The crisis that is quickly manifesting itself across the developed economies has many features of the classic supply-side crises of the 1970s and 1980s. The question is, what can we learn from the remedies used decades ago, to select the policies that could bring us out of today´s crisis?
By now there is no doubt that the developed economies have entered a period of stagflation. While consumer prices have continued to accelerate to the highest levels seen in more than a decade in some countries, other indicators show that the United States, the United Kingdom and even Spain may already be in recession. The combination of stagnation and rising inflation is familiar from the experience of the 1970s and early 1980s.
In addition, some of the same factors that drove the stagflation of 20-30 years ago are present, especially the spectacular increase in petroleum prices, which now are about 200% above their 2001 level in real terms. Higher energy prices filter through into all sectors of the economy, setting off a leftward shift in the aggregate supply curve that causes inflation to persist even as the cycle turns downward.
How should governments respond? In the 1980s we learned about the effectiveness of supply-side policies –those policies that help reduce production costs and shift aggregate supply back out to the right– which included wage restraint, cuts in corporate taxes, deregulation and privatization and other policies to soften production costs. These policies help to stimulate growth while at the same time taming inflation, giving us the best of both economic worlds at the same time.
However, supply-side economics achieved its spectacular results in the 1980s and 1990s partly because oil prices declined sharply in real terms starting in the early 1980s. In turn, the reason that oil prices fell was that the geopolitical elements that caused them to rise –OPEC´s new strength as a cartel and the boycott of the U.S. market for political reasons– were reversed in the early 1980s. Soon after the middle of the decade, oil prices were heading back to historical lows in real terms. Without this welcome behavior in oil prices, supply-side policies might have had a limited effectiveness that would have been observed only in the medium and long term.
Oil prices are unlikely to repeat the performance of the 1980s. They have reached current levels partly due to speculation and supply shortages that could be reversed, but also due to structural increases in demand proceeding from developing countries. Once China, India and other emerging countries pass the GDP per-capita threshold where average consumers being to acquire cars, demand is unlikely to fall back to previous levels in the short term, and perhaps not even in the long term.

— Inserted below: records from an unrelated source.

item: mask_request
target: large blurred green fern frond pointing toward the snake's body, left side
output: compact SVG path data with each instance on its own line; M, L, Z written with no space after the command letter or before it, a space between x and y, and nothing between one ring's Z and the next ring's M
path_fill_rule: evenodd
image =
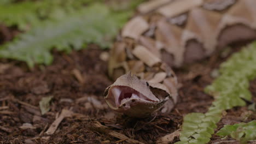
M0 57L25 61L30 67L35 63L50 64L50 50L60 51L82 48L84 43L107 47L118 29L123 26L129 13L111 13L103 4L93 4L65 19L45 22L41 27L21 34L13 42L0 47Z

So how can governments respond to today´s stagflation? Obviously, Keynesian-type demand management policies will have only a limited effect, and will force policymakers to choose whether to focus on inflation or employment. Supply-side policies are the best option. But without the cooperation of petroleum prices, they are unlikely to offer a quick or painless exit from the current crisis.
However, long-term consumer and policy orientations toward more efficient fuel use, better access to alternative energy sources, greater productivity and possibly even slower long-term growth would be the appropriate responses to a crisis like this one. These solutions will not offer a quick remedy either, and they are far from painless.
But responding to today´s stagflation with these types of policies would kill two birds with one stone, as the saying goes: it could help us to emerge from our stagflationary crisis, and it could at the same time put the world economy on a more sustainable growth path, thus helping address the major economic challenge of the 21st century.